Both injuries affected the quality of Lidge's fastball and slider. His altered mechanics, which he needed to compensate for his ailing knee, made him slower to the plate and might have had him tipping his pitches. Runners ran at will against him (remember Johnny Damon in Game 4 of the World Series). He started to throw a cutter the final weekend of the regular season as a stopgap to resolve his struggles against left-handed hitters.
Lidge said despite his struggles, he never thought about shutting himself down.
"I'll never put myself on the DL," he said. "If they pull me out of there and say, 'You can't do it,' that's one thing. If I can physically go out there, I'm going to. That's not a decision that I feel like I need to make."
But Lidge decided to have surgery after the season. He had his flexor pronator tendon in his right elbow repaired and a loose body removed in November. He had knee surgery in January, which he said leaves him about two weeks behind schedule entering Spring Training.
"I definitely feel a lot better," he said. "I knew I needed to get my arm taken care of. That was more of a clean out-type procedure. Getting some bone chips and bone spurs. I had a little tendon tear. Really the big issue for me was going to be my knee. We tried to let it rest and just see if it would go away without having to do a surgery on it. I was going up the stairs somewhere in December, and it was still hurting. So at that point, I was like, 'We've got to get something done. I don't want to go through '09 again.' Right now, it actually feels really good. Probably just a couple weeks after the surgery, I was able to do a lot of things that I hadn't been able to do the previous 10, 11 months. So I think that's a really good sign going into Spring Training this year."

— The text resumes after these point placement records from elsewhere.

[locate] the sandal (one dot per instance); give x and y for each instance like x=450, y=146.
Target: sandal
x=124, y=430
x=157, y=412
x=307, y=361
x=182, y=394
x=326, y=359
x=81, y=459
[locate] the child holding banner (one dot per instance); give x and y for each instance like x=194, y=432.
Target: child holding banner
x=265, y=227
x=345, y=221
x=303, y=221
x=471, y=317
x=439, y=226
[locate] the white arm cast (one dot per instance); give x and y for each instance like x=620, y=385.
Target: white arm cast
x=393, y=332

Lidge is a motivated man this spring. He literally went from being the best relief pitcher in baseball in '08 to the worst in '09.
He wants to get back to the norm.
The veteran righty wants to get as far away from that 7.21 ERA as possible.

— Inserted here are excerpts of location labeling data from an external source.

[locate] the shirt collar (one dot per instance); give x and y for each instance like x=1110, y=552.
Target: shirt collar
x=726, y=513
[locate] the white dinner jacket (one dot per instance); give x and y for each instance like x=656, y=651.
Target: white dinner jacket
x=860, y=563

"It's a really frustrating thing," Lidge said. "When you look at your career, a year like that really sucks. It stands out. There are years that go better than you ever thought. There are years that go worse than you ever thought. But it is definitely motivating for me to get back to being the pitcher I am, and I know I will be this year. I probably won't look back and dwell on it and be like, 'That's too bad,' or whatever. It did happen. It was a tough year. But it's done. Now it's just all about being myself again and going to my bread and butter and getting things done. I don't necessarily expect myself to have '08, but I expect myself to be a hell of a lot closer to '08 than '09, that's for sure. I feel really optimistic that will be the case."

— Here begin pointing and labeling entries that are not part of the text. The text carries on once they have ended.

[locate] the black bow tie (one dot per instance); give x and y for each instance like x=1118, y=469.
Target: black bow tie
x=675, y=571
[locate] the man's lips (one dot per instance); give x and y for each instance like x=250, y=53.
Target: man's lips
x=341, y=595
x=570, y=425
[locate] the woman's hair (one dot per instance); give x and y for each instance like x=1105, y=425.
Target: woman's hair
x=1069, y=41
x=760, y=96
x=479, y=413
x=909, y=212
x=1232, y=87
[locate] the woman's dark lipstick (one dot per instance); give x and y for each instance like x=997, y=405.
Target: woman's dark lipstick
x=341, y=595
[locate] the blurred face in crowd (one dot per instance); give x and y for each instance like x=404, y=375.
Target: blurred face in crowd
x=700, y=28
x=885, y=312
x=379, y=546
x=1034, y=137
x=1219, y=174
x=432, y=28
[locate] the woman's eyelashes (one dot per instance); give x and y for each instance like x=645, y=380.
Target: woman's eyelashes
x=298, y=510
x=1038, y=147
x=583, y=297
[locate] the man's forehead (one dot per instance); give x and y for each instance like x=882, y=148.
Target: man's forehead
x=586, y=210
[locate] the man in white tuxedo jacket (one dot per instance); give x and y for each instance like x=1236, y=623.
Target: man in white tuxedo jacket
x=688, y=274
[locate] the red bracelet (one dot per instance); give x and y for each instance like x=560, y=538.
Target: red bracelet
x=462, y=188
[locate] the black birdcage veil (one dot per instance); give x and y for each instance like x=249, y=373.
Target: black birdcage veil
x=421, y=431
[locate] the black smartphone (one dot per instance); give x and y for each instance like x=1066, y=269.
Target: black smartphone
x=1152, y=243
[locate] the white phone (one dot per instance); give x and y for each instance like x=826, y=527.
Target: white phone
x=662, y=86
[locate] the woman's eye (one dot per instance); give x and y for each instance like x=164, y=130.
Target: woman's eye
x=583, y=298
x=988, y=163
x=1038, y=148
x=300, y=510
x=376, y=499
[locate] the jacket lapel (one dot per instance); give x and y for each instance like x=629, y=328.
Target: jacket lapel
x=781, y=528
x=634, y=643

If Lidge had been healthy, he already would have thrown off a mound. But because he isn't, he estimates he might not throw off a mound for another two weeks. That would leave him less time to get the 10 to 13 appearances in Spring Training he probably needs to be ready for the season.
He thinks he can do it.
"If there are no setbacks and everything goes smooth, I think that's a possibility," Lidge said. "I think that's reasonable. But we also look at '08 as a model. I missed the first five games, we didn't try to rush it and I had the best year of my career. We'll be smart about it."
Smarter is better. The Phillies need Lidge to anchor a bullpen that looked shaky at times last season. If he is closing and closing successfully, Ryan Madson, J.C. Romero, Danys Baez, Chad Durbin and Jose Contreras fall in behind him. And that means, in theory, everything should be improved.